Single‐atom Electronic Bridge Facilitates Cascade Electron Transfer From Encapsulated Polyoxometalate to Metal‐Organic Framework for Efficient Photocatalytic CO 2 Conversion

Abstract The POM@MOF system, integrating the exceptional properties of polyoxometalates (POM) and metal‐organic frameworks (MOF), exhibits considerable catalytic potential. However, the absence of stable and well‐defined electron‐transfer pathways between the two components hampers charge separation and transport, thereby limiting its catalytic efficiency. Here, we constructed a Ni single‐atom electronic bridge (SAEB) between POM and MOF, based on our previously‐reported PMo 11 W@ rht ‐MOF‐1 composite.

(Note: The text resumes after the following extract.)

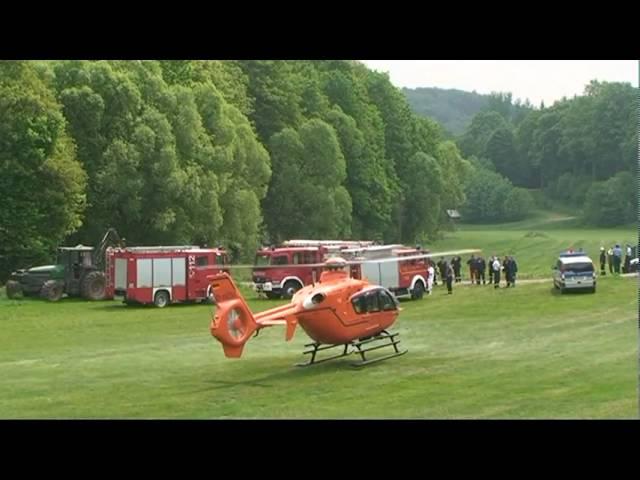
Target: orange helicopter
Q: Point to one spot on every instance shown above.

Spherical aberration‐corrected transmission electron microscopy and X‐ray absorption spectroscopy analyses revealed not only the hierarchical dispersion of single‐atom Ni, POM, and MOF, but also the formation of chemical bonds between Ni and both POM and MOF. This precisely engineered Ni‐SAEB facilitated cascade electron transfer from the encapsulated PMo 11 W to rht ‐MOF‐1 framework, as confirmed by femtosecond transient absorption spectroscopy and in situ X‐ray photoelectron spectroscopy. Further investigations demonstrated that the Ni‐SAEB/POM@MOF system simultaneously harnessed the “electronic sponge” effect of POM and the CO 2 adsorption‐conversion capability of MOF. Consequently, the Ni‐SAEB/PMo 11 W@ rht ‐MOF‐1 composite achieved a CO 2 ‐to‐CO photocatalytic conversion rate of 3 mmol g −1 h −1 , markedly surpassing that of PMo 11 W@ rht ‐MOF‐1 without Ni‐SAEB. This work establishes the SAEB strategy as a versatile catalytic concept, where single atoms serve as both surface catalytic centers and interfacial cascade electron mediators, with broad scientific significance.